Inspired stuff, eh? Did i mention it comes with that dull, chugging American version of goth-music that was everywhere in nineties, and fewer acting chops than you might expect from your local butcher's window.

However, HOWEVER. I did quite like it. Sure, it's the sort of film that IMDB reviewers would describe as a "turn off your brain, get a pizza and a six-pack" classic but in fact it's not quite that stupid. Furlong is remarkably unaffected and scuzzy and, despite the uber-boobedness of many of the women, the playing is fairly naturalistic. There are some great lines: "Maybe pantry is French for fucking deathtrap" and "she stuck a lipstick in her boob and it fell out of her pussy, okay?". It's the okay that gets me every time!
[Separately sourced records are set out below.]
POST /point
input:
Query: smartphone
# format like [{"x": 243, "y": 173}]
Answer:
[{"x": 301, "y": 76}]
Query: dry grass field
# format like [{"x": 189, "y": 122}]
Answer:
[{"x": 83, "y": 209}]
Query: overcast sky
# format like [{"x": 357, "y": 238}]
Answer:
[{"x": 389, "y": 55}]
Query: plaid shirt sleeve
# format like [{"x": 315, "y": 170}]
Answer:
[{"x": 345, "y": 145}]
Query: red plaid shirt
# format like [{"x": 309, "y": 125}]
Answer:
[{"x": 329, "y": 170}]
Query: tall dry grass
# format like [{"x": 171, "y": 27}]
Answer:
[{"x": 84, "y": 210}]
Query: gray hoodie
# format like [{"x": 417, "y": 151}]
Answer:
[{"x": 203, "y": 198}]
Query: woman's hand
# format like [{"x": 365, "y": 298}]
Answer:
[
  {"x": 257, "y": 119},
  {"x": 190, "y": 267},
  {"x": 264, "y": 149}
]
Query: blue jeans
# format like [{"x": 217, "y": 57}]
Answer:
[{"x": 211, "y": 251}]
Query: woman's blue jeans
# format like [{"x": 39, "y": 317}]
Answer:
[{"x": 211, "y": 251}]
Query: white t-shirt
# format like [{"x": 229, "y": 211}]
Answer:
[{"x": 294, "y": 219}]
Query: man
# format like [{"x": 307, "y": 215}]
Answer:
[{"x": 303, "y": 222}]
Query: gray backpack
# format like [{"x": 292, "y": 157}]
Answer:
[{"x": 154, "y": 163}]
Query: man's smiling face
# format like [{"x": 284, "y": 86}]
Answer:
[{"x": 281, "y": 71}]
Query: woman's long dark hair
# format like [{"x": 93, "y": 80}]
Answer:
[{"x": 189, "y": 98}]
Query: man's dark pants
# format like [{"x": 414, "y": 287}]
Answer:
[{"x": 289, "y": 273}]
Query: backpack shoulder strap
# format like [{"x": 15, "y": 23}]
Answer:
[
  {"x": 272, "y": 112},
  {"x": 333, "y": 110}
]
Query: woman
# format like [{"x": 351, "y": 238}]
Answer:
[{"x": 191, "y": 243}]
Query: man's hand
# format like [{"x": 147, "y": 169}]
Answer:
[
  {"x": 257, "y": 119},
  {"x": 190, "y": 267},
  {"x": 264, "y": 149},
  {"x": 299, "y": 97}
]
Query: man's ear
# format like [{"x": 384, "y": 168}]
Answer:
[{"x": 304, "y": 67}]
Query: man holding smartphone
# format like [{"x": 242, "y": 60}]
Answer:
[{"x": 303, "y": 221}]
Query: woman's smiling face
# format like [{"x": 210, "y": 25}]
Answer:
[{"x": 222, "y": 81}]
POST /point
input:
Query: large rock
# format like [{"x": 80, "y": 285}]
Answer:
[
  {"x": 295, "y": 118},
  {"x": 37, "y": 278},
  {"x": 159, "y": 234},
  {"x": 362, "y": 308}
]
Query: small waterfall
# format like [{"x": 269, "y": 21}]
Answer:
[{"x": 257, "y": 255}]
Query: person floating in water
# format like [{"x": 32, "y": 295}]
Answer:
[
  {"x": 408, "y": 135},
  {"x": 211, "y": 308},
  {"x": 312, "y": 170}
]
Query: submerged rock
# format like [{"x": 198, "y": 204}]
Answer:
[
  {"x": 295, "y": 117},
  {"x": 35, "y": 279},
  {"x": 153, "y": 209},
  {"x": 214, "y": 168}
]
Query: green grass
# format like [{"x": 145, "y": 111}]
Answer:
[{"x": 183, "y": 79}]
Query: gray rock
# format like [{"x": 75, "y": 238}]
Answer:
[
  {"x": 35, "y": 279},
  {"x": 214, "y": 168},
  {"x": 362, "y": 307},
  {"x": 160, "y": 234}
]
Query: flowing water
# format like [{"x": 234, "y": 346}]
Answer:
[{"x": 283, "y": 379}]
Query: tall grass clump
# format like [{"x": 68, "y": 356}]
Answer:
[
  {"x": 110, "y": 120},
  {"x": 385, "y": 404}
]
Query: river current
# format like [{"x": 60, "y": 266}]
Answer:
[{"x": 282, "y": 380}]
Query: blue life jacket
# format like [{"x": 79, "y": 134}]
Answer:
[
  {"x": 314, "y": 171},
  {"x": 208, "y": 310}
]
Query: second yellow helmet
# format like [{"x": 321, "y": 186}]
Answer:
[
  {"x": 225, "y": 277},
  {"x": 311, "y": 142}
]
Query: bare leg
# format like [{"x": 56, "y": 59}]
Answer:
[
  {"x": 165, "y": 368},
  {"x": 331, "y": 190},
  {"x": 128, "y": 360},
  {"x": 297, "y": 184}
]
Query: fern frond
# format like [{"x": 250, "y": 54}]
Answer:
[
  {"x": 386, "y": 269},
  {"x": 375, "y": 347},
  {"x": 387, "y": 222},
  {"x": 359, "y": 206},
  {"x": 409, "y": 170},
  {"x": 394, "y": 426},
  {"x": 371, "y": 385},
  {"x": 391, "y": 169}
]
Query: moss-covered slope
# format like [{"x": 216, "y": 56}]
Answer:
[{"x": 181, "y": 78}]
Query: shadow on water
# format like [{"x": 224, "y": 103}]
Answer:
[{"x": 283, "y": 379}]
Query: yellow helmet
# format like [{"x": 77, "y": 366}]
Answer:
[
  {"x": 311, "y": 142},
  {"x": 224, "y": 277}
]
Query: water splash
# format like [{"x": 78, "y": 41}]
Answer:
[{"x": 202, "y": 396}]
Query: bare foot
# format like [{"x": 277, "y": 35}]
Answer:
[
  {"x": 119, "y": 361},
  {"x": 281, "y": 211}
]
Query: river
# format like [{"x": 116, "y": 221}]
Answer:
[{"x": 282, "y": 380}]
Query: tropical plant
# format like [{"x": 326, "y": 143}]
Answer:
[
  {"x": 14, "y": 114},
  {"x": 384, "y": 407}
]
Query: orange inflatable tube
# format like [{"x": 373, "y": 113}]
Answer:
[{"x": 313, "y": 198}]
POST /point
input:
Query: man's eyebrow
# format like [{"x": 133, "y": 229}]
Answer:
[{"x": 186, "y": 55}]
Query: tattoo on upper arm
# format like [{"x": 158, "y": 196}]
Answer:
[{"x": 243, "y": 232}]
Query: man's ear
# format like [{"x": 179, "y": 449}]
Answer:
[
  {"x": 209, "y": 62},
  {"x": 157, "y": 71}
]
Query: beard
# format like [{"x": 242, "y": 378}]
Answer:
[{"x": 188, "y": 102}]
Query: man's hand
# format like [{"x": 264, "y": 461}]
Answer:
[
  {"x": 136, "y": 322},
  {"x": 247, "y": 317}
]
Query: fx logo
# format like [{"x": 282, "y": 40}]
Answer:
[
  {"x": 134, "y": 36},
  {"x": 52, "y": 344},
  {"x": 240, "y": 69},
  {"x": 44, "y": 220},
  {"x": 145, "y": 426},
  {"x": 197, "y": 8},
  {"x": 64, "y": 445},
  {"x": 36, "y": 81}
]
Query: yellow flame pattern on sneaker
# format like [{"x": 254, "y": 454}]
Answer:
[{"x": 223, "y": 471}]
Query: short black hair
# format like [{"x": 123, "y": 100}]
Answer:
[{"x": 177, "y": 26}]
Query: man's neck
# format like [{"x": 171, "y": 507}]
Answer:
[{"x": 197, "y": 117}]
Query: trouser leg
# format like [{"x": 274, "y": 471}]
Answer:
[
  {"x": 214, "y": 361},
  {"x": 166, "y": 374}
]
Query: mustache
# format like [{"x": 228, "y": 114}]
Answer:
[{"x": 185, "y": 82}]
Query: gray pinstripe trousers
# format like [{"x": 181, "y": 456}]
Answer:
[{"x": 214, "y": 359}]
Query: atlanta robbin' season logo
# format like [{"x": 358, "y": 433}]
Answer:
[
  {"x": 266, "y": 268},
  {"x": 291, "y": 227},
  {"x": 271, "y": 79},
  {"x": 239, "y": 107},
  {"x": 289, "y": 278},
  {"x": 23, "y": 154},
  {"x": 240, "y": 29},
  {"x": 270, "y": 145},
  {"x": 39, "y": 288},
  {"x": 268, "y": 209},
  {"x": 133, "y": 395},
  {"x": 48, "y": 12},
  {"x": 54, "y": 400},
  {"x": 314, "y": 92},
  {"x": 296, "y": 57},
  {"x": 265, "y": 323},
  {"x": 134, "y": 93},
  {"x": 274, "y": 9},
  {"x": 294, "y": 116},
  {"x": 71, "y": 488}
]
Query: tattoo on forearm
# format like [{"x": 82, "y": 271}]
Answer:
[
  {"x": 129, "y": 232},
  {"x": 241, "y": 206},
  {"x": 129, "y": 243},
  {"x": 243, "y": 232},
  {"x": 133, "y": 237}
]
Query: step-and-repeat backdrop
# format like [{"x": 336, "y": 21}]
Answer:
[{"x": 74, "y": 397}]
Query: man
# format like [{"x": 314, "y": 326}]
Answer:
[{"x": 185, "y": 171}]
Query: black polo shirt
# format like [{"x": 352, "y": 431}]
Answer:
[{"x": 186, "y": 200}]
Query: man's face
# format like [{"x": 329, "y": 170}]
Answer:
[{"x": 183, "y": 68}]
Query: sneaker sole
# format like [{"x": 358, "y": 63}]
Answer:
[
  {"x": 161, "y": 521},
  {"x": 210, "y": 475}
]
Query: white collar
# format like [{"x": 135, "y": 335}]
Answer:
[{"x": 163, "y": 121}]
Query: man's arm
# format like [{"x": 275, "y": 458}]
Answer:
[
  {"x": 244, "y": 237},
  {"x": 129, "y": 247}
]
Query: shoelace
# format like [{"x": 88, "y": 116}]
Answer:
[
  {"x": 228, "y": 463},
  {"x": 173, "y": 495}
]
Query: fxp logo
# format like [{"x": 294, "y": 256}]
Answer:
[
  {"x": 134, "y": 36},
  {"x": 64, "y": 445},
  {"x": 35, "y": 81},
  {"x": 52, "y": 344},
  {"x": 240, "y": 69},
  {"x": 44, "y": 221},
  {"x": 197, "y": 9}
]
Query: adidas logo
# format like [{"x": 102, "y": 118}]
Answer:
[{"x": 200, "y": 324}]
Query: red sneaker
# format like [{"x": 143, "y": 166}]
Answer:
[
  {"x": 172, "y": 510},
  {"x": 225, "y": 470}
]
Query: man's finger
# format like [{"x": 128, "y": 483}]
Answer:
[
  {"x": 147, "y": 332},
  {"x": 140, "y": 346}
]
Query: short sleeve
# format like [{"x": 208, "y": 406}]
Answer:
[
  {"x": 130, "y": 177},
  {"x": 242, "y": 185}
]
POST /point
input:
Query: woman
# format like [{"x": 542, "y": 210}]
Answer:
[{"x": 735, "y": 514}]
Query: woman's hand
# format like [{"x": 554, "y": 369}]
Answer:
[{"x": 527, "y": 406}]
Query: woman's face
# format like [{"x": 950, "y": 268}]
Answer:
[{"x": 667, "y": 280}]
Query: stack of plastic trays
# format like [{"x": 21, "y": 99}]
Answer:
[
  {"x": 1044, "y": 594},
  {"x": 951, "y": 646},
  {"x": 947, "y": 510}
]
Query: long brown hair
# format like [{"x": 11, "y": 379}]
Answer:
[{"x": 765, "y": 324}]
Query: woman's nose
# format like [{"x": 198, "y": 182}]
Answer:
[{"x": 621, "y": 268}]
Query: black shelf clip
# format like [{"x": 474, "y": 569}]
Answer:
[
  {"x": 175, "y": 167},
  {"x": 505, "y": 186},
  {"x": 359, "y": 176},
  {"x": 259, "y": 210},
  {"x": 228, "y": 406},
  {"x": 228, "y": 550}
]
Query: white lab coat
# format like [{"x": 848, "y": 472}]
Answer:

And it has the best "breasts-behaving-badly" scene since Ken Russell's "Gothic".

By the end you are really rooting for Monica Keena's Maddie, so much so that at the rather matter of fact end to the film,she makes it seem cool and stylish, rather than hastily pat. No mean feat.

So "Night of the Demons" came from behind, hacked bloodily away at my preconception and eventually made me like it. Though maybe i'm not such hard-arse after all: I DID thrill to the blink and you miss it Linnea Quiqley cameo. And it takes a special kind of pathetic nerd to do that!

The Deadly Optician

Watching Dr Who, The Deadly Asassin. One of the Time Lords appears to be wearing glasses. What an affectation!

(Yes, this what I'm doing instead of working. Actually it's worse - this is what I'm doing while i'm working!)

Peter Butterworth in Carry on Behind

Two days crippled with the worst kind of flu known to man, man flu*, but the will to power up my cheapo lap-top is undiminished. Completed four illustrations for an article for a Belfast arts magazine and have forty pages of notes to type up for the final two chapters of "The Improving Parents" - "The No-Show" and "The Ball". I also have to review "Daughters of Darkness" and "Night of the Demons" for an on-line magazine. The it's not the fantastic Tourneur version of "Night of the Demons" but some crappy modern version featuring scantily clad women and plastic prosthetics. Ho hum.

By the way Adrienne Posta is by far the best looking woman in Carry on Behind, despite looking like a panda eyed Jon Pertwee.